'Kidnap Westerners' Urges Al-Qaeda Chief al-Zawahiri
Al-Qaeda leader Ayman al-Zawahiri has called on Muslims to kidnap westerners to use as bargaining chips in negotiating the release of jailed Islamist militants.
In a wide-ranging interview, the figurehead of the terrorist organisation also offered support for the Muslim Brotherhood, which was ousted from power in Egypt following a military coup. Zawahiri also urged Islamist groups in the Syrian civil war to join forces in defeating president Bashar al-Assad.
Zawahiri called for the release of Egyptian cleric Dr Omar Abdel Rahman, who was jailed for his role in the 1993 bombing of New York's World Trade Centre.
"I ask Allah the Glorious to help us set free Dr Omar Abdel-Rahman and the rest of the captive Muslims, and I ask Allah to help us capture from among the Americans and the westerners to enable us to exchange them for our captives," said Zawahiri, according to the Site website monitoring service, after the video was posted on radical Islamist website Hanein.
Reuters reported that though the recording was not verified as authentic, the voice matched that of al Zawahiri.
The Egyptian-born doctor urged Islamist groups in Syria, including the Islamic State of Iraq and al-Sham (ISIS), to cease fighting with one another, and to depose "the criminal al-Assad regime."
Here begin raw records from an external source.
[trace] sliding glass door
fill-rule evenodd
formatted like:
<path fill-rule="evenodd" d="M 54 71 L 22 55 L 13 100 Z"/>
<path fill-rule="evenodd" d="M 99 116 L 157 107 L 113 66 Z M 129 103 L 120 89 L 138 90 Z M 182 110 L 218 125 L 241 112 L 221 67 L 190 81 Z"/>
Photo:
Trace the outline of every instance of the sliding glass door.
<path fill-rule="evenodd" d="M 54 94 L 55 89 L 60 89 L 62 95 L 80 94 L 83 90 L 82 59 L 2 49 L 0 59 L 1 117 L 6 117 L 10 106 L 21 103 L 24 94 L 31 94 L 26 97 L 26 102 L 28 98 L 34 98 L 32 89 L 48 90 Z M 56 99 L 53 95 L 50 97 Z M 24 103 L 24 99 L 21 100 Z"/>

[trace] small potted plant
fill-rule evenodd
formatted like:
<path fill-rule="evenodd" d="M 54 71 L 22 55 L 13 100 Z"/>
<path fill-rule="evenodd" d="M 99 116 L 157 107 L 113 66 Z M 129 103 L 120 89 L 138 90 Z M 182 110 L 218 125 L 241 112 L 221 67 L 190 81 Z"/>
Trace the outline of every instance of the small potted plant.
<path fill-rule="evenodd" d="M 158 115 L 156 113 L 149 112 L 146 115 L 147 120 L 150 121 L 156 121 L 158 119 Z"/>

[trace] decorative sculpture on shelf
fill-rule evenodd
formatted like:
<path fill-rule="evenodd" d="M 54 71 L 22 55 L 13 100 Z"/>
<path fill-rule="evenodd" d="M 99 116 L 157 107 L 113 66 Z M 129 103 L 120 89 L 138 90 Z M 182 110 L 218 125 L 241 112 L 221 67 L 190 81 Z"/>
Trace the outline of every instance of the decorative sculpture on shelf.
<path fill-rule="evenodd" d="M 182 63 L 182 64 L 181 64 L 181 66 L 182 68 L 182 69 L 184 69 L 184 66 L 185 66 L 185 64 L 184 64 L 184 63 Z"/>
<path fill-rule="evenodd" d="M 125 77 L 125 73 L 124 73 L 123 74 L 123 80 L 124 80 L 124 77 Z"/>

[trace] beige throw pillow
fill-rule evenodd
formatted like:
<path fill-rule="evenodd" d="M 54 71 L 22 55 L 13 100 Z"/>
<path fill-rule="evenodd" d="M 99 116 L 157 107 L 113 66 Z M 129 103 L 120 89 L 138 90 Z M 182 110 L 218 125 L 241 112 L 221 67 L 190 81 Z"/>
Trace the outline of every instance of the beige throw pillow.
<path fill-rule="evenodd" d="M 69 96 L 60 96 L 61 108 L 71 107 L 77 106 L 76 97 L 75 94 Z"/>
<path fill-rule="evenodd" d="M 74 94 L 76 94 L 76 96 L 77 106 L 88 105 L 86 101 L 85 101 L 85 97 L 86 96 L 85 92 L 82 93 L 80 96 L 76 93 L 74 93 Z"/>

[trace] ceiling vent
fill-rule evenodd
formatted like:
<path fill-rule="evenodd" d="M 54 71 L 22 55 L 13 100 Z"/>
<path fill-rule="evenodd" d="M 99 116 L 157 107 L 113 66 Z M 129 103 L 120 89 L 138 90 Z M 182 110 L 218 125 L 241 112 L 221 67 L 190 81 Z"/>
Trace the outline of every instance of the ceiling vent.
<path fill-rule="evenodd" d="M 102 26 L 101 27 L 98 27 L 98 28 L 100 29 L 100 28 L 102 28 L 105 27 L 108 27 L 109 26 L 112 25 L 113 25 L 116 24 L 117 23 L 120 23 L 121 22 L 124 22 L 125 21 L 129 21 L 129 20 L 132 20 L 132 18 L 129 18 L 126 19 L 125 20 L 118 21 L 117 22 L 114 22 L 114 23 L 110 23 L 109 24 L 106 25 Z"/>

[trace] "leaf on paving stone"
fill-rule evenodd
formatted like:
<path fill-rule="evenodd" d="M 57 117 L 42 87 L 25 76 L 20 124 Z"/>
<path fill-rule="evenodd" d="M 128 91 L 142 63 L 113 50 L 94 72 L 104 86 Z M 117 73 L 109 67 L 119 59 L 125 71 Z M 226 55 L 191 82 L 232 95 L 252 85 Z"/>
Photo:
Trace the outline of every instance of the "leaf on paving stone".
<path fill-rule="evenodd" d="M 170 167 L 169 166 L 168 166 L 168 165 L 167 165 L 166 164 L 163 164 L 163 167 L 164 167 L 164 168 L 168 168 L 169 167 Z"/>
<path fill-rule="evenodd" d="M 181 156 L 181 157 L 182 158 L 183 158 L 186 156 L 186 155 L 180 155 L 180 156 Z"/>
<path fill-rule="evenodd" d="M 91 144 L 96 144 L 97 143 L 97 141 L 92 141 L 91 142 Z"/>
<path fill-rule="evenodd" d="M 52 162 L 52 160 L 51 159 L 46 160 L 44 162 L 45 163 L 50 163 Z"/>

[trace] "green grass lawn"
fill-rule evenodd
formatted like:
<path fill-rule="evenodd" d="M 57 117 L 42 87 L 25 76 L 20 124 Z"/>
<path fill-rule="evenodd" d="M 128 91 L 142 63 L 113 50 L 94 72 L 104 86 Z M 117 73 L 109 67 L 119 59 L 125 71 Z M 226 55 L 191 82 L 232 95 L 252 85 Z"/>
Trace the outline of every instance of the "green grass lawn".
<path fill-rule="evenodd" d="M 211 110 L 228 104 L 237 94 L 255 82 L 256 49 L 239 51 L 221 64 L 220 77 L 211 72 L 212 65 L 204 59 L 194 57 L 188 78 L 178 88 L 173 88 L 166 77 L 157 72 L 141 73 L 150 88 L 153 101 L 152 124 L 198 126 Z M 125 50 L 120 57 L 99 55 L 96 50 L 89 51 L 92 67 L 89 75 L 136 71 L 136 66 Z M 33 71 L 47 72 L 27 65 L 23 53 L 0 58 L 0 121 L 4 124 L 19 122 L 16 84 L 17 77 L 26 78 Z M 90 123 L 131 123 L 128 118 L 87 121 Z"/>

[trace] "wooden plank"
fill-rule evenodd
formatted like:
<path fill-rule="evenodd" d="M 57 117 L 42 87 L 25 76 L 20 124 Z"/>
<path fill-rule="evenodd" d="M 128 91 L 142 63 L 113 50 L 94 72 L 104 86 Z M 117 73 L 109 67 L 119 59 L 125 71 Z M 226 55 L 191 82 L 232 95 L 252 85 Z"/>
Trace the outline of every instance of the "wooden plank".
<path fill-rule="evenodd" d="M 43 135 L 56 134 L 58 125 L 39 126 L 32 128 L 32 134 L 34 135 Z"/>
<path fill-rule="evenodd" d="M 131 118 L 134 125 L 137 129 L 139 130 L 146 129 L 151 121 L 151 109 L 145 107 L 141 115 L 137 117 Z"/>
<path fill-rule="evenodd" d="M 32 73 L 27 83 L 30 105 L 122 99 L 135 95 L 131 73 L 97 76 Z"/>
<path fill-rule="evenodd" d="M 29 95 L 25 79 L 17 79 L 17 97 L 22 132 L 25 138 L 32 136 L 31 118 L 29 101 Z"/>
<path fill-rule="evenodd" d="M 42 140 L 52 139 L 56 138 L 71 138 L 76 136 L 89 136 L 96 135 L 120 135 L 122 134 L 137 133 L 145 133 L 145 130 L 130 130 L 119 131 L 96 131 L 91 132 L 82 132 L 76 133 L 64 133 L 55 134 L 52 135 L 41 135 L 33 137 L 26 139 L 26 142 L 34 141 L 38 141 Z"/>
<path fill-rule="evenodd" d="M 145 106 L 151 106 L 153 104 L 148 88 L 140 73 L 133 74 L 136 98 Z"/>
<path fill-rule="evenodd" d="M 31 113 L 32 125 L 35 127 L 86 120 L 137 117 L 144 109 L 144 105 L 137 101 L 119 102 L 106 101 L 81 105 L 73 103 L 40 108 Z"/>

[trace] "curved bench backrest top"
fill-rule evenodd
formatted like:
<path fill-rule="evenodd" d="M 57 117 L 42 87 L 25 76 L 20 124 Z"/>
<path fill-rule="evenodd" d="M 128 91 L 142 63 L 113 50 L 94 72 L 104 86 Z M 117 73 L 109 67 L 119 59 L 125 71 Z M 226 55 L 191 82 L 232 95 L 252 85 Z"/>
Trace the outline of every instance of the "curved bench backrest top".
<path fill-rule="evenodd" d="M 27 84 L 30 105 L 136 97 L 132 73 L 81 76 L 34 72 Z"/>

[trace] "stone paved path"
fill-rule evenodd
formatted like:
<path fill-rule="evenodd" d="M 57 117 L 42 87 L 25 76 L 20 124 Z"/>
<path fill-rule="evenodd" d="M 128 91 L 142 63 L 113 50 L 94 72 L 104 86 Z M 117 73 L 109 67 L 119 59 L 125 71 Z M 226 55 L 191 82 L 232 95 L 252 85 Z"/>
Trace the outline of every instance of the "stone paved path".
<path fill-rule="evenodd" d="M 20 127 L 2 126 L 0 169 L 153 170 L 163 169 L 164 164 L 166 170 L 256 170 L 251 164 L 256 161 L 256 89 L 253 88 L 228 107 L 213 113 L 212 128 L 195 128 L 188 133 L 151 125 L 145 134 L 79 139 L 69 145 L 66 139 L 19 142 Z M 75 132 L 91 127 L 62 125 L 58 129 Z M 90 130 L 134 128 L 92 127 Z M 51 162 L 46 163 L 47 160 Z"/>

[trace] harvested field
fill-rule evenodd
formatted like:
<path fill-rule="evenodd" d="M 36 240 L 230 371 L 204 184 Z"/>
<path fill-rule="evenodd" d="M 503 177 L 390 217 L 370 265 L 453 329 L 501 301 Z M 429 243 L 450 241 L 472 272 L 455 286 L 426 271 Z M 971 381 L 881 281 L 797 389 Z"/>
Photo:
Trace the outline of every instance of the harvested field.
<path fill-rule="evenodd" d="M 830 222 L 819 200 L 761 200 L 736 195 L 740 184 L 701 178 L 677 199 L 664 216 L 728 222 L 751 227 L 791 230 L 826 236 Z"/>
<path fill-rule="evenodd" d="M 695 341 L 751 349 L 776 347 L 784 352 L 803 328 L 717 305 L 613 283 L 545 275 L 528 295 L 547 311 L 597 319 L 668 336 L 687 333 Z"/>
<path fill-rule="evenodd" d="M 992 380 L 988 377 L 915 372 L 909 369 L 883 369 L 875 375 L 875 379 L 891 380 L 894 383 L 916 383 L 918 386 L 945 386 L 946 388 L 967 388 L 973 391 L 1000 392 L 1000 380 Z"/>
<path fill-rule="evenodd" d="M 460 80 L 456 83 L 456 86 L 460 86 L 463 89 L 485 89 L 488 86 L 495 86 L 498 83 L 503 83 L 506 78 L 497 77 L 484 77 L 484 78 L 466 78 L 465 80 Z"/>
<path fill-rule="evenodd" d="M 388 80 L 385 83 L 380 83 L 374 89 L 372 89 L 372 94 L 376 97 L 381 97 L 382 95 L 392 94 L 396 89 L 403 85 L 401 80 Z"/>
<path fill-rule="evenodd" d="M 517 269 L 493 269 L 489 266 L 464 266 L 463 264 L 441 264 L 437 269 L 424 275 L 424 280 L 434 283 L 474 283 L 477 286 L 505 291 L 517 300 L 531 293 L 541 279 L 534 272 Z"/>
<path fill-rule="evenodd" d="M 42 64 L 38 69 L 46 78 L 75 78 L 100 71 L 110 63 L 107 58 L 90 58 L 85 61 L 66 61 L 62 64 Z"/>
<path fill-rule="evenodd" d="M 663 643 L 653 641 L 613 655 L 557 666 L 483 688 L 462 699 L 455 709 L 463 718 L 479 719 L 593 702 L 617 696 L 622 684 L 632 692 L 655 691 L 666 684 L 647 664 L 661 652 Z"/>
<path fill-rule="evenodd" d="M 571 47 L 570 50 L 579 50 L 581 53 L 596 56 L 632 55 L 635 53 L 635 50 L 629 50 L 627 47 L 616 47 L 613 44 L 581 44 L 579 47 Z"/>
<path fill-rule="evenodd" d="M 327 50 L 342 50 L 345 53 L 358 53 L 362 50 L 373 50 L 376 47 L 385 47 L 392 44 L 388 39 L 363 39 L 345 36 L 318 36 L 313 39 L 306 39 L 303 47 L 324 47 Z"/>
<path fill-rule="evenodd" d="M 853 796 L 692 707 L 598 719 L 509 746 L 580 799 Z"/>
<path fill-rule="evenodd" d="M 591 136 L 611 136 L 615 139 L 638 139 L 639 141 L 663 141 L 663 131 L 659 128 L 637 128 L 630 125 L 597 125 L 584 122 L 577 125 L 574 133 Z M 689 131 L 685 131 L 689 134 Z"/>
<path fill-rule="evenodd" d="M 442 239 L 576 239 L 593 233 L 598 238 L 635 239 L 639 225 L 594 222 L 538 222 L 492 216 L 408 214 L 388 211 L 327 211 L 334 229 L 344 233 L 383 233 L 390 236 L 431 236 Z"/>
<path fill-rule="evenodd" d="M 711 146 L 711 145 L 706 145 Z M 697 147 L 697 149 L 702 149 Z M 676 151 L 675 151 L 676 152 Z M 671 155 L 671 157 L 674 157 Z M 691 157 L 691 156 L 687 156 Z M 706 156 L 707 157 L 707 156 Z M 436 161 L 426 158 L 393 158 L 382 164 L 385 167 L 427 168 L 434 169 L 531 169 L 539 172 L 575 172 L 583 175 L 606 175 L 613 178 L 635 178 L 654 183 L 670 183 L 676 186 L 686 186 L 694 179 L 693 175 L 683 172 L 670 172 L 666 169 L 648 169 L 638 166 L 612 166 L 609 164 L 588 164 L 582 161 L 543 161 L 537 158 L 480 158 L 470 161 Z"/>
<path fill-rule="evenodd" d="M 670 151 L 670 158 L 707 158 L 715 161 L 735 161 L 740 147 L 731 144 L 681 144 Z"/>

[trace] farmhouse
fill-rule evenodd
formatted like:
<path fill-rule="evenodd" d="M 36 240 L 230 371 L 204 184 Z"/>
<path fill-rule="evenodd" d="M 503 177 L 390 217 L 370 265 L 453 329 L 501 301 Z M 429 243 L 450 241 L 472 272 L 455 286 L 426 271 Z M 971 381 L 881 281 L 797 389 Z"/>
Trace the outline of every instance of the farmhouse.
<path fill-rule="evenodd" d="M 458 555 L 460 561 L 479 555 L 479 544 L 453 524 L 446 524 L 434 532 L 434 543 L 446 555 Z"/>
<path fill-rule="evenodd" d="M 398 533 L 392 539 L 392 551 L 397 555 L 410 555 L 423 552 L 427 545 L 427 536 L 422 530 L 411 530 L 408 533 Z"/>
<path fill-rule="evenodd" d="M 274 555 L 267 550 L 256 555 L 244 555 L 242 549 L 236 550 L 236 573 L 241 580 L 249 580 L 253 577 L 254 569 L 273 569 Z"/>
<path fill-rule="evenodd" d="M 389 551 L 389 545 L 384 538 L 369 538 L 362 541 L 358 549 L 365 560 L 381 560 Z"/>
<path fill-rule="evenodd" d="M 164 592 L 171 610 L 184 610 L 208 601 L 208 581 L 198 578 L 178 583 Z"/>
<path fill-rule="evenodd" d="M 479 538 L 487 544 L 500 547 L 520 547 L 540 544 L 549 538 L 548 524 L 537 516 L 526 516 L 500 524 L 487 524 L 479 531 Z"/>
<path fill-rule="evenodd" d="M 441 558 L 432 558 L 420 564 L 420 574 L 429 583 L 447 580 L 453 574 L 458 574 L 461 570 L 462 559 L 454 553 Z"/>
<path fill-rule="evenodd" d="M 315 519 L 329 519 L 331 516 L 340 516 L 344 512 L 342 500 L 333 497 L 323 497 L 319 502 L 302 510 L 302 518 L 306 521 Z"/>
"The Ummah [Muslim world] must support this jihad with all that it can, and the mujahideen [Islamist militants] must unite around the word of Tawhid [unity]," said Zawahiri.
"So everyone should prioritise the interest of Islam and the Ummah over his organisational or partisan interest, even if he gives up for his brothers what he sees as right."
In February, al-Qaeda broke from ISIS over the group's refusal to break of its operations in Syria and concentrate on Iraq. In Syria, al-Quaeda has allied itself with the al-Nusra front.
When asked about Egypt, al-Zawahiri declared: "The duty on every Muslim is to deter the aggressor by any means, and especially the oppressed Muslims."
He said the deposed Islamist group the Muslim Brotherhood had "all the right to use force against the injustice they are facing."
"The secularists and the army attacked them with Gulf money, American planning, Israeli incitement and crusader plotting," he added.
Last year, the Egyptian army ousted elected president Mohamed Morsi and arrested him alongside hundreds of his Islamic Brotherhood supporters. They declared the Islamist group a terrorist organisation last year.
In the first part of the recording, released last week, al-Zawahiri said that al-Qaeda was far from defeated, and was in fact expanding, more than a decade after President George W Bush launched the 'war on terror' following the 9/11 terrorist attacks.
"The upper hand is for the one who does not withdraw from his land," he said. "Who has withdrawn from Iraq, and who has not? Who has withdrawn from Afghanistan and who has not?"